Únicamente en un 4% de las denuncias, el Ayuntamiento tuvo que sancionar o incluso precintar el espacio. Una decisión tan extrema se ha tomado también hace unas semanas en un local de la plaza Pedro López Cortázar. Los vecinos denunciaron ante la Policía Local en reiteradas ocasiones a los inquilinos y el Consistorio ha optado por «rescindir» el contrato a pesar de que la propietaria del inmueble negaba los problemas. En su caso, la institución local le remitió una notificación por la que daba por zanjado el alquiler y comunicaba que este tipo de relaciones iban a ser a partir de ahora consideradas como «actividades recreativas».

Resolución de dudas

En total, existen en la localidad 61 lonjas juveniles.
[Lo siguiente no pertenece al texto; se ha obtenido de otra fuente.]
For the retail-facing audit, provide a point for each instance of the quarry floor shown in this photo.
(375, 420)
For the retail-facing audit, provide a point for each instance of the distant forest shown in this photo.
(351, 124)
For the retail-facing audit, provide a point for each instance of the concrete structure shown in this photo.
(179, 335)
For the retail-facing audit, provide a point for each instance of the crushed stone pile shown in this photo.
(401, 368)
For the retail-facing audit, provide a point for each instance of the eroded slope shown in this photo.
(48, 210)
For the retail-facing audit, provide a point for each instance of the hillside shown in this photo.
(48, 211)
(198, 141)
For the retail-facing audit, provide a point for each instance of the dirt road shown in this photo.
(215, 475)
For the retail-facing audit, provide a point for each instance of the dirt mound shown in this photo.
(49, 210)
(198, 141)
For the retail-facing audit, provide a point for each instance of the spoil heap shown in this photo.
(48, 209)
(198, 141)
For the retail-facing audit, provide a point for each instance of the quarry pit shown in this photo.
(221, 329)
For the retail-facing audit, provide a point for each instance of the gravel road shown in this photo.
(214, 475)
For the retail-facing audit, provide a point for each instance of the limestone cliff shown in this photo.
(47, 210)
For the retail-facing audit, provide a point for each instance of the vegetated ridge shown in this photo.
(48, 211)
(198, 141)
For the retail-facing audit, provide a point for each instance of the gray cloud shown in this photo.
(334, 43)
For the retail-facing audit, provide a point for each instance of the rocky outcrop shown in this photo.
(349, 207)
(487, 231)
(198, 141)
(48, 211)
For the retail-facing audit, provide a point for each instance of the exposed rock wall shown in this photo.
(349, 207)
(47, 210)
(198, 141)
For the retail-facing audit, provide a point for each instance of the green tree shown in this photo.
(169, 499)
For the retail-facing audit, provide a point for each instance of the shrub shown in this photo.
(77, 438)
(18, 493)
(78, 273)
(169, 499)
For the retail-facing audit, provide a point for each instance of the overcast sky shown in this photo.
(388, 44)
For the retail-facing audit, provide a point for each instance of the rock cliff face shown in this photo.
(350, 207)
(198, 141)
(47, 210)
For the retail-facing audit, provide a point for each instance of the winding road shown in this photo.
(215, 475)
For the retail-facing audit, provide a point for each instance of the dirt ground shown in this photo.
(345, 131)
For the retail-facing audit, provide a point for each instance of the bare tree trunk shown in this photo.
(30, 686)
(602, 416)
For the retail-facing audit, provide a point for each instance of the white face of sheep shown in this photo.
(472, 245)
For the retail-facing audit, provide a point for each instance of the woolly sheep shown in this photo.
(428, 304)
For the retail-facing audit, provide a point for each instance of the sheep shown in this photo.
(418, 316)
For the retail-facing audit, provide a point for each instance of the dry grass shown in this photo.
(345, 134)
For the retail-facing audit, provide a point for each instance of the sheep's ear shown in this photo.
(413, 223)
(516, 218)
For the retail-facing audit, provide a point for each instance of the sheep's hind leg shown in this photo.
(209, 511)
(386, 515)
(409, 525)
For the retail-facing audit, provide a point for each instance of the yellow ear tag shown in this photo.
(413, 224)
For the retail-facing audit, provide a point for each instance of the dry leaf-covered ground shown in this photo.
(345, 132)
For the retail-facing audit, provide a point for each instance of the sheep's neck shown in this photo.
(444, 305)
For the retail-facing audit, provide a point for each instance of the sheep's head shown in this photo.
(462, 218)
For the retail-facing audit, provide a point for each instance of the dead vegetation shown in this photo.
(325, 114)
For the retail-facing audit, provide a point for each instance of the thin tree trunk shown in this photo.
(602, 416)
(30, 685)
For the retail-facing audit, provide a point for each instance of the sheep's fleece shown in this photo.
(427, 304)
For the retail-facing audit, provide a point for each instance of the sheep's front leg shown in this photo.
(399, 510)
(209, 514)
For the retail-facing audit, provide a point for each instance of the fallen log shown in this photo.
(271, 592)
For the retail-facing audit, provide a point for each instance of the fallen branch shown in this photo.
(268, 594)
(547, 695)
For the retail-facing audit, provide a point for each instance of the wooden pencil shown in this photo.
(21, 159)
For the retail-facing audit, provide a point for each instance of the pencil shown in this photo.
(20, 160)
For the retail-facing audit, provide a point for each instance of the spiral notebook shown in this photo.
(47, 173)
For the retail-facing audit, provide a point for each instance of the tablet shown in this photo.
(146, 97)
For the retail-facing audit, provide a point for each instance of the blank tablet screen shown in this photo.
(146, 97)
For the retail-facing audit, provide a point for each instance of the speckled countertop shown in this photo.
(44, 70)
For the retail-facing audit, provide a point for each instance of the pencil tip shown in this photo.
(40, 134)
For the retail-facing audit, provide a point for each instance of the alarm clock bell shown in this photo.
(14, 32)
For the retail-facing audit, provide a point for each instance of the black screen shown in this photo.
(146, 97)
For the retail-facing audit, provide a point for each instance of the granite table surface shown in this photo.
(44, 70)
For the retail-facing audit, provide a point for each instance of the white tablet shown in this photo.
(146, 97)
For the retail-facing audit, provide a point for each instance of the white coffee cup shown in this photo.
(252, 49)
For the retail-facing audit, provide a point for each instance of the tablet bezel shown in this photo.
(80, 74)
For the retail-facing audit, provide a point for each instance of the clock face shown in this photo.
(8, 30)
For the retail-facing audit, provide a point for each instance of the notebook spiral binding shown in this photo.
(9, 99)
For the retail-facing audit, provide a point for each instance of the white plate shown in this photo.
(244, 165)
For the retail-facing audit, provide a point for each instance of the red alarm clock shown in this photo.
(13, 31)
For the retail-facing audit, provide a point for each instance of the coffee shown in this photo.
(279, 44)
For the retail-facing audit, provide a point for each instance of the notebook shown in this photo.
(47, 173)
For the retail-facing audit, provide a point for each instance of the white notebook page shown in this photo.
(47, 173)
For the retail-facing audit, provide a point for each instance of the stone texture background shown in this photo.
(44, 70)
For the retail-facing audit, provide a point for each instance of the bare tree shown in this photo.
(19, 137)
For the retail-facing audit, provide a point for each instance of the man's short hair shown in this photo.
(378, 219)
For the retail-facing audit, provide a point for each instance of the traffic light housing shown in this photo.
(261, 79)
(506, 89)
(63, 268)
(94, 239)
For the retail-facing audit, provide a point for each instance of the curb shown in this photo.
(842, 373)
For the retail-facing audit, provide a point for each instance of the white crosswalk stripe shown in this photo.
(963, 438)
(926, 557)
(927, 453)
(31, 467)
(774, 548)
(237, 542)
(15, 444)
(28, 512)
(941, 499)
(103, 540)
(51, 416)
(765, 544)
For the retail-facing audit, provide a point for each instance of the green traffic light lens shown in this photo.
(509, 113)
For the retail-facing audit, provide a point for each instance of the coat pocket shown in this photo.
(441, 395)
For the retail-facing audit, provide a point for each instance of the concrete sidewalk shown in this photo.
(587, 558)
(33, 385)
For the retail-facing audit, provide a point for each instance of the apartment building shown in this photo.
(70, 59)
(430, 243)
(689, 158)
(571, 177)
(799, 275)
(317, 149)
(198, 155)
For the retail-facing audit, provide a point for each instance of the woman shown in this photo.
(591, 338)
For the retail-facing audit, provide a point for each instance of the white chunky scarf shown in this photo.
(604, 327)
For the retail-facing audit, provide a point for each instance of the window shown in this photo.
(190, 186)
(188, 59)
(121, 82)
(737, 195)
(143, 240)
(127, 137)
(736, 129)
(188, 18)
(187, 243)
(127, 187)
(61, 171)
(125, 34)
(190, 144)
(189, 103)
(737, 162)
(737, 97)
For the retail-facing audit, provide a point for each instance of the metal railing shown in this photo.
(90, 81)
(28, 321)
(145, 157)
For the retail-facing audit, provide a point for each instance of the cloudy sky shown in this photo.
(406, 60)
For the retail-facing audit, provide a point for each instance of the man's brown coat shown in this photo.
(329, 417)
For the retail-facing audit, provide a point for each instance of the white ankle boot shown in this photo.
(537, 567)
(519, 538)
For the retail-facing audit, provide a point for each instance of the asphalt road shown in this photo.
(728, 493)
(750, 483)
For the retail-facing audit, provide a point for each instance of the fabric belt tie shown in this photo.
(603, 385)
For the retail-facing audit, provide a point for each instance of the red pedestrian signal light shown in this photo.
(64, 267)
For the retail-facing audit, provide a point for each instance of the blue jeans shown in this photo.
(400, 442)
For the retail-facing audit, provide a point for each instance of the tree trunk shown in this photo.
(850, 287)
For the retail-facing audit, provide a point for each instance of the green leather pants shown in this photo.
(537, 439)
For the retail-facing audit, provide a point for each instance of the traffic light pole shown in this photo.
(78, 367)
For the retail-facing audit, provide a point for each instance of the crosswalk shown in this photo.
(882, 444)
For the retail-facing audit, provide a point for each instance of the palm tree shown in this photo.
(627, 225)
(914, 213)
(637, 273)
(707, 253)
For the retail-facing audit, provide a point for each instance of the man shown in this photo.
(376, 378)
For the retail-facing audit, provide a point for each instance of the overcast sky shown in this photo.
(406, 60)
Y su actividad ha generado que tanto los propios usuarios, los padres de estos, vecinos e incluso propietarios de los bajos se hayan puesto en contacto con el servicio municipal de mediación, una herramienta que puso en marcha el Ayuntamiento, con el apoyo de todos los partidos políticos, en 2015. A lo largo del año pasado se registraron 53 consultas. Casi la mitad llegaron desde los propios jóvenes para resolver dudas sobre las condiciones del alquiler, como por ejemplo, horarios. El 21% fueron dudas de los propietarios, el 17% de las familias y el 15% restante de la comunidad.

Según explicó el alcalde, Andoni Busquet, «el plan de convivencia sigue en vigor y establece unas condiciones mínimas que debe cumplir el local para procurar que no existan riesgos para los usuarios y evitar conflictos con el vecindario», señala.